Il collocamento con tempi paritetici presso ognuno dei due genitori è molto lontano dal costituire la normale prassi seguita dai tribunali italiani in caso di crisi della coppia.
Normalmente accade che il minore venga collocato presso la residenza di uno dei due genitori.
Il genitore collocatario provvederà al suo mantenimento diretto, sostenendo tutte le spese ordinarie di vitto, alloggio e vestiario del figlio.
L’altro genitore riconoscerà al collocatario un assegno mensile di importo costante a titolo di contributo per il mantenimento del minore.
L’obbligo di versare il contributo mensile non cesserà con la maggiore età, ma solo con il raggiungimento della autosufficienza economica del figlio.
Ma spesso il genitore obbligato non si attiva per far cessare l’obbligo quando il figlio raggiunge l’indipendenza economica, anche perché non è raro che l’ingresso del figlio nel mondo del lavoro venga artatamente celato dal genitore che ne beneficia continuando a riscuotere l’assegno.

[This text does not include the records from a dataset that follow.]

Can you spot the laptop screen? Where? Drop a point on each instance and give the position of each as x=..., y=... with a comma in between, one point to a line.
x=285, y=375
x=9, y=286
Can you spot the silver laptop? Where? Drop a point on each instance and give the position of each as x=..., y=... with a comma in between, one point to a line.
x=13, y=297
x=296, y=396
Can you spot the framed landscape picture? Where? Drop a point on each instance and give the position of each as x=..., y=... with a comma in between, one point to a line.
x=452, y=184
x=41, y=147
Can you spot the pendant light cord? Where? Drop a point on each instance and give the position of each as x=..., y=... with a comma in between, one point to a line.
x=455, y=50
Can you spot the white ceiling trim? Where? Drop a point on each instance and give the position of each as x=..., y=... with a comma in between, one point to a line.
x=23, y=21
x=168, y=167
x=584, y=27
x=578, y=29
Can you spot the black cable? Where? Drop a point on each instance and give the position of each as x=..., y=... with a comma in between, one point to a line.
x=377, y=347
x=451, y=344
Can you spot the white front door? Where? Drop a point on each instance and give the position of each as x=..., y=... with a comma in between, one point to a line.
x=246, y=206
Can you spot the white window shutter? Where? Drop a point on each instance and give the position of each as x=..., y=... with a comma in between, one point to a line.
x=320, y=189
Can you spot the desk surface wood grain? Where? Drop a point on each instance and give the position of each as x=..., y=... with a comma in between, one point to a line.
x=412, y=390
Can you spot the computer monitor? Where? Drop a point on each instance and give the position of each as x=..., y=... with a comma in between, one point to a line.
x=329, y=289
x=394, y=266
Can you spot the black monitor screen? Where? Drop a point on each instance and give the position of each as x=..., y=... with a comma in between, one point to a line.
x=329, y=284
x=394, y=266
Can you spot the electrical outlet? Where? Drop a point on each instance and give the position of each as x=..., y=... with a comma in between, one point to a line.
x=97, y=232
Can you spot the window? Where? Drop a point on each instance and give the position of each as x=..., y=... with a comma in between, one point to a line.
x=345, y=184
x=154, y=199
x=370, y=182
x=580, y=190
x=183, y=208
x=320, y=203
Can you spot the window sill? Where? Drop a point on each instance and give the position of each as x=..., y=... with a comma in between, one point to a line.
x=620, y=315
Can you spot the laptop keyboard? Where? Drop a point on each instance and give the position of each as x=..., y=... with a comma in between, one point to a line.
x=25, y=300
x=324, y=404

E quindi il povero genitore, di norma il padre, continua, a volte anche per anni ed anni, a versare.
Ma cosa succede in questi casi?
Può il genitore che, inconsapevolmente, ha continuato a versare, chiedere la restituzione degli importi?
In precedenza la risposta prevalente della giurisprudenza era negativa, ma le cose stanno cambiando.
Si diceva che l’assegno aveva natura alimentare e quindi dette risorse, essendo state consumate per esigenze fondamentali (vitto/alloggio), non potevano essere richieste in restituzione.
Ma sta prevalendo una diversa soluzione, di buon senso ed anche più equa: ce lo conferma la cassazione con la sentenza 3659 del 29/11/2020.
Il genitore collocatario avrebbe dovuto comunicare l’ingresso del figlio nel mondo del lavoro con la conseguente cessazione dell’obbligo di versamento in capo all’ex partner.
Quindi non può appellarsi al principio della non ripetibilità del contributo.
Lo ha riscosso nel momento in cui era consapevole del rischio restitutorio e quindi le somme vanno restituite.